Selon Wilby, la direction du Parti travailliste représente les quelques éclairés qui ont embrassé le multiculturalisme et les avantages de l’immigration. Mais ils sont freinés par les vues arriérées de la classe ouvrière. Wilby affirme que «Le Parti travailliste a toujours été une alliance précaire de libéraux de la classe moyenne, détenant généralement la plupart des postes de direction, et les partisans de la classe ouvrière qui, s’ils ne sont pas toujours réactionnaires, ont tendance à ne pas répondre aux normes exigeantes des tables à dîner de Hampstead ou Islington.»
Montrant un mépris total pour l’expérience de millions de travailleurs avec le Parti travailliste au cours des dernières décennies, Wilby a affirmé: «La direction libérale s’en tire avec des limitations minimales sur l’immigration, les lois contre le racisme, l’abolition de la peine capitale, la réforme des lois à l’égard des homosexuels et autres politiques qui (du moins au début) n’ont pas une oreille attentive dans les masses, tant qu’elle offre des salaires plus élevés, de meilleurs services publics et l’amélioration des conditions de travail.»
De tels arguments reflètent le mépris à l’égard de la classe ouvrière que nourrissent les membres des couches privilégiées de la classe moyenne comme Wilby.
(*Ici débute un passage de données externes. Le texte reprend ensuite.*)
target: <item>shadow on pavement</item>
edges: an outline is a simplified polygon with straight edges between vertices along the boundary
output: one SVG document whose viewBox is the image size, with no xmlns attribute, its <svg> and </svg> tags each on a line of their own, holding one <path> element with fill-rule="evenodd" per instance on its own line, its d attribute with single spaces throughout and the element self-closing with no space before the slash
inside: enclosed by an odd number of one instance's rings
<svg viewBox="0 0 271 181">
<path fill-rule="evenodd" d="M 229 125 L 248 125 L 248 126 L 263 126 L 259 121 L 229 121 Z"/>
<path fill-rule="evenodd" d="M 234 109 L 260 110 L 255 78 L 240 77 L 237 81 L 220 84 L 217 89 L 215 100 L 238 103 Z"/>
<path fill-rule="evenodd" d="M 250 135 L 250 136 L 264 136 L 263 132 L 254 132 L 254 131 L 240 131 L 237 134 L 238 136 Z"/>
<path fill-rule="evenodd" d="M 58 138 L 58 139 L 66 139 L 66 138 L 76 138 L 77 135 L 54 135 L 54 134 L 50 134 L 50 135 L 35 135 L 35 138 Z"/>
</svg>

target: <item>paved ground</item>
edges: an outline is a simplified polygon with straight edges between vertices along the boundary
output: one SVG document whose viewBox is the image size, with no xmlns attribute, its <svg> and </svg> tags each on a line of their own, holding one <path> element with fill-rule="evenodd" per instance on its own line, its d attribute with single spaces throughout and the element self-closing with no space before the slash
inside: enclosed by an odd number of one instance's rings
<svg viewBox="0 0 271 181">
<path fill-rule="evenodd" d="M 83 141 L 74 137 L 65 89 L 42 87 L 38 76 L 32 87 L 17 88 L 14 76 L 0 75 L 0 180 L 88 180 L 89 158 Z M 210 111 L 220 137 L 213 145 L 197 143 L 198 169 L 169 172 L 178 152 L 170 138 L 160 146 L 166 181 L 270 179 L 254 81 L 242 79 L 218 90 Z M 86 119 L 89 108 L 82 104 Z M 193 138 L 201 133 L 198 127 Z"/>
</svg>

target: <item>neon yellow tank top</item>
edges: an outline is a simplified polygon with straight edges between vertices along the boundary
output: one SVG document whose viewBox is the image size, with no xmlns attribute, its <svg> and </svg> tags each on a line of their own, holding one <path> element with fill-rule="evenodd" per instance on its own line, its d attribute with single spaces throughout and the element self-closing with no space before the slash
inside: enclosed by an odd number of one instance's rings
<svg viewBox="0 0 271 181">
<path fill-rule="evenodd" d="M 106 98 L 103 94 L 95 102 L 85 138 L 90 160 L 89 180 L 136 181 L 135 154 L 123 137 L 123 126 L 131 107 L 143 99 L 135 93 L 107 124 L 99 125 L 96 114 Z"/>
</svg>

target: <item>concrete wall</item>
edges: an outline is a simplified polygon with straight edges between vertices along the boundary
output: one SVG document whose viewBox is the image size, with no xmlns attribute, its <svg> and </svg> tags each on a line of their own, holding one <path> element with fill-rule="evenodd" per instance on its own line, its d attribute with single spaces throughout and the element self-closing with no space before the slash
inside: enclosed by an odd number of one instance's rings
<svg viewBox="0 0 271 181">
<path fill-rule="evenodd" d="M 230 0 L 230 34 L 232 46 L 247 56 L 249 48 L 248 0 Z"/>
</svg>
Attribuer des sentiments anti-immigrants à la classe ouvrière est le pain quotidien de nombreux politiciens du Parti travailliste et de leurs apologistes. C’est là un moyen pour justifier leurs mesures pour diviser les travailleurs et détourner leur attention de la véritable source de l’aggravation de la crise économique et sociale qui découle des attaques sociales brutales de l’élite dirigeante qui veut faire payer les travailleurs pour la crise du capitalisme qui ne cesse de s’aggraver.